テーベ戦、最後の攻防が今始まろうとしている。
◇◇◇◇◇
「はぁ……はぁ……はぁ……」
「ふぁ〜、眠いな」
圧倒的劣勢。ペルのHPは半分以上を切り、先程の無難のようになる。
「弱気になるな……!」
無難には仲間が居た。傘比、レーズンという最高の仲間がいた。しかし、ペルには仲間が居ない。
月詩は凍ったまま、死んでしまっているのだ。最後の月詩に言われた『信じてる』。あの言葉の意味は分からない。
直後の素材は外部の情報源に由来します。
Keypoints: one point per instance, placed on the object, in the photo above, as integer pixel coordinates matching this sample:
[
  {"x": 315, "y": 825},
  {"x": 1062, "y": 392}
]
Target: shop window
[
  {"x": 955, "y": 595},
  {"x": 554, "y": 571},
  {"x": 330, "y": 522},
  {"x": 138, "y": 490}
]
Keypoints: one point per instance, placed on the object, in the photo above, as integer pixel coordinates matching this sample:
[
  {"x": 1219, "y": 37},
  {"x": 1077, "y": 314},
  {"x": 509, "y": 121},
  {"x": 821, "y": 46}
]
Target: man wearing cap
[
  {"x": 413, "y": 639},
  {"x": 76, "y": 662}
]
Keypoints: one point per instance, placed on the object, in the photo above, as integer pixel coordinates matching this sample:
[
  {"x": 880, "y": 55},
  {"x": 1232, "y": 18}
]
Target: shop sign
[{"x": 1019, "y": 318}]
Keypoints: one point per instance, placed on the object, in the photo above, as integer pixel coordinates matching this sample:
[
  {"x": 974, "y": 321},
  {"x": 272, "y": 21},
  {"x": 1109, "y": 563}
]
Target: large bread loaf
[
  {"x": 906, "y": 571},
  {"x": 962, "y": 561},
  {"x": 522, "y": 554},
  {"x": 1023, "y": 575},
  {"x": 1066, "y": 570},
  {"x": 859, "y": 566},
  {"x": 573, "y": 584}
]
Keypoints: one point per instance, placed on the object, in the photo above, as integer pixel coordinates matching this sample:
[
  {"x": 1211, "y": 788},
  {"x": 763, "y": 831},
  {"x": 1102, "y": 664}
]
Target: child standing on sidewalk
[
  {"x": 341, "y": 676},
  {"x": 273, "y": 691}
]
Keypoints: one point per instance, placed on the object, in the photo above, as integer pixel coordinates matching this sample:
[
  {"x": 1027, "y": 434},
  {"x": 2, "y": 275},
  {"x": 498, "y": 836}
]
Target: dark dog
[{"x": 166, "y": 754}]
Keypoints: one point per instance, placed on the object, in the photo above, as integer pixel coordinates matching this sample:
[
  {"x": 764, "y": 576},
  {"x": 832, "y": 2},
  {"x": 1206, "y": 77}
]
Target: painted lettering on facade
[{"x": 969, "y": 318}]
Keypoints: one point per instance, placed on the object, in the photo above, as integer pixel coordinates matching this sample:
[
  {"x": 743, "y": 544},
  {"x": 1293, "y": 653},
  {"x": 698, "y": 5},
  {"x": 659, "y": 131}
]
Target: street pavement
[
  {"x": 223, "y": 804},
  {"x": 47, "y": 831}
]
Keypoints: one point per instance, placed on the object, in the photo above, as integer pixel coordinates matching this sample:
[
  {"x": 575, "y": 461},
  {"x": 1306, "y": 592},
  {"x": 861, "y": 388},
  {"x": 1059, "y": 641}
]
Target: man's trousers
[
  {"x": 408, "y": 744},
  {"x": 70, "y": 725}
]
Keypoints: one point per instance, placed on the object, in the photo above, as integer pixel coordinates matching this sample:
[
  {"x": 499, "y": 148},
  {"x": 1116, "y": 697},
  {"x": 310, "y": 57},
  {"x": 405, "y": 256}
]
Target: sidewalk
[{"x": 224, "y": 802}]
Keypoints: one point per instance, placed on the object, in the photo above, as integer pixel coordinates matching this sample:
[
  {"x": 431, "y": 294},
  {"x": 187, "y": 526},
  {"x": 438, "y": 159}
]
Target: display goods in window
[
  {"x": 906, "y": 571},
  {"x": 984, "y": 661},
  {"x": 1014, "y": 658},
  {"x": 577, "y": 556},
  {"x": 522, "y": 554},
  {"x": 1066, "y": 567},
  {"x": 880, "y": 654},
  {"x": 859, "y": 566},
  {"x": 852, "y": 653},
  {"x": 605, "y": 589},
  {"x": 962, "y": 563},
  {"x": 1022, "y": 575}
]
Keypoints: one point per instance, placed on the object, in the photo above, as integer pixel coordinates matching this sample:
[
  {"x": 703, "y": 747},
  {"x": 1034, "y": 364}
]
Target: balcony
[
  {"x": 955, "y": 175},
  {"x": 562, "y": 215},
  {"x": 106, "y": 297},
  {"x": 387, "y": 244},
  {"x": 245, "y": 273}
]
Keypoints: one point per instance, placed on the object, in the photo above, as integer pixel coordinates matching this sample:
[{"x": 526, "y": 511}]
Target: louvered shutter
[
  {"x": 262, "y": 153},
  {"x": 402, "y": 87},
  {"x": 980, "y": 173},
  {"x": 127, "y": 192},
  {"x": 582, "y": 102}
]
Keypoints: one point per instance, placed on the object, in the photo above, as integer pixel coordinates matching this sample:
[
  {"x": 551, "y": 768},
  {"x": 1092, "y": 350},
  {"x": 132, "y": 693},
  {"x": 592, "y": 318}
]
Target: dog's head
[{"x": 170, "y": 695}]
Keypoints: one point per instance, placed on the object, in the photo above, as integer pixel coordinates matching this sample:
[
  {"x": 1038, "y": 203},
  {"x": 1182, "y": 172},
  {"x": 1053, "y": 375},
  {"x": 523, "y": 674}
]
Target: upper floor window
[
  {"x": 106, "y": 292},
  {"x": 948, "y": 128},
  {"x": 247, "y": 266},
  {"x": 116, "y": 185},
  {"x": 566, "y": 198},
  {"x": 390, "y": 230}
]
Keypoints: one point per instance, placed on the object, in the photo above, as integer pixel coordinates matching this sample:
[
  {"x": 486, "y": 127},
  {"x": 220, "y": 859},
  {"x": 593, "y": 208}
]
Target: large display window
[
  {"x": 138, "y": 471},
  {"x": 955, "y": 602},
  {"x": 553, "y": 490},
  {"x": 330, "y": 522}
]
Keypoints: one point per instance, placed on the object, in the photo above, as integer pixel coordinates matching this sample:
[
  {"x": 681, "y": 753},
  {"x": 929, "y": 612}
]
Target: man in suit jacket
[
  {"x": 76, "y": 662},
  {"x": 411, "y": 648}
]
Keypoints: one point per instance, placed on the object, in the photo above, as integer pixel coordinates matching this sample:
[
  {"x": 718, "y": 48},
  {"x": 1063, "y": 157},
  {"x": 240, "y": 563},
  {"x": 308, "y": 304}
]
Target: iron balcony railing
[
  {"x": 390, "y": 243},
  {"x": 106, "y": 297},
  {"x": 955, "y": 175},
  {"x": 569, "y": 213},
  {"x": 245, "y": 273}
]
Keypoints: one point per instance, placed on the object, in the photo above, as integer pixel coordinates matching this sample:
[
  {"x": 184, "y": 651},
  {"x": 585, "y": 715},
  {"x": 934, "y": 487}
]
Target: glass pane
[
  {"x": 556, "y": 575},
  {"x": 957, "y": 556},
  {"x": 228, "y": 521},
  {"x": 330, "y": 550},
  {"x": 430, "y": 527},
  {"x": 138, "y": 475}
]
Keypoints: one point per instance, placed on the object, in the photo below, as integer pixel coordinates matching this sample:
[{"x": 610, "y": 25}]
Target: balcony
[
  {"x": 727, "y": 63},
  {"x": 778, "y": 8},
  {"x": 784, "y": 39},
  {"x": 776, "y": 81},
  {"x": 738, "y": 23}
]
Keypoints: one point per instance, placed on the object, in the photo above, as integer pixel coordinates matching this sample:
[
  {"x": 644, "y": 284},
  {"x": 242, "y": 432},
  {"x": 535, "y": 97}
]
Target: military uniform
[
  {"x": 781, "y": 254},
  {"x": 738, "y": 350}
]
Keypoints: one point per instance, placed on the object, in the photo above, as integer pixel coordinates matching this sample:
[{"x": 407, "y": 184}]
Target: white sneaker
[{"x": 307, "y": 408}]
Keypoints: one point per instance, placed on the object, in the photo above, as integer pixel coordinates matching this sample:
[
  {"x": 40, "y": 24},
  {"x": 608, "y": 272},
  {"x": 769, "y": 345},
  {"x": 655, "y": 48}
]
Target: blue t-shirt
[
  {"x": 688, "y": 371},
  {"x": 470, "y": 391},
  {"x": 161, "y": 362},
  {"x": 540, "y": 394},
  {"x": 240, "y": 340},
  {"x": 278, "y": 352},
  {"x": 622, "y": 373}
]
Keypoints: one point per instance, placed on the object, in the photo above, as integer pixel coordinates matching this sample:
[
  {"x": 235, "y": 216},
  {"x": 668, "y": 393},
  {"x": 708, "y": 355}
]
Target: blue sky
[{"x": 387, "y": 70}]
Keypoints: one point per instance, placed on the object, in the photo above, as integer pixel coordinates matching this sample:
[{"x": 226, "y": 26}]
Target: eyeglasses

「信じてると言われた以上、それ以上のことをしないといけない!」
それがこのチームに居られる条件だ。
「お主は弱すぎて、欠伸が止まらぬ。その鎧がお主を未だ、生かしておるが、流石に飽きてきたぞ」
10分。テルセウスがペルに蹴りを入れ続けた時間だ。早すぎるその攻撃に対処も、攻撃も出来なかった。
「武器があればある程度はやれるのに」
今回の戦いではスナイパーライフルしか持ってきていない。自分の得意とする剣がない。それも含めて劣勢という訳だ。
「そろそろ終わりとするか」
テルセウスは首を回し、また消える。
「うっっっっっ!?」
テルセウスの圧倒的な連打。速くて誰も見れない、防ぎきれない。ペルのHPが減り始める。死んでしまう。これで終わりなのか?
【1000万人】の視聴者は全員思った。
だが、ペルにはテーベや、月詩、傘比のような圧倒的な特徴がある。
それを見込んで、月詩はこのチームに誘ったのだ。
「はああああぁぁぁぁぁぁぁぁぁ!」
「……!?」
——テルセウスの体が床へ、叩きつけられる。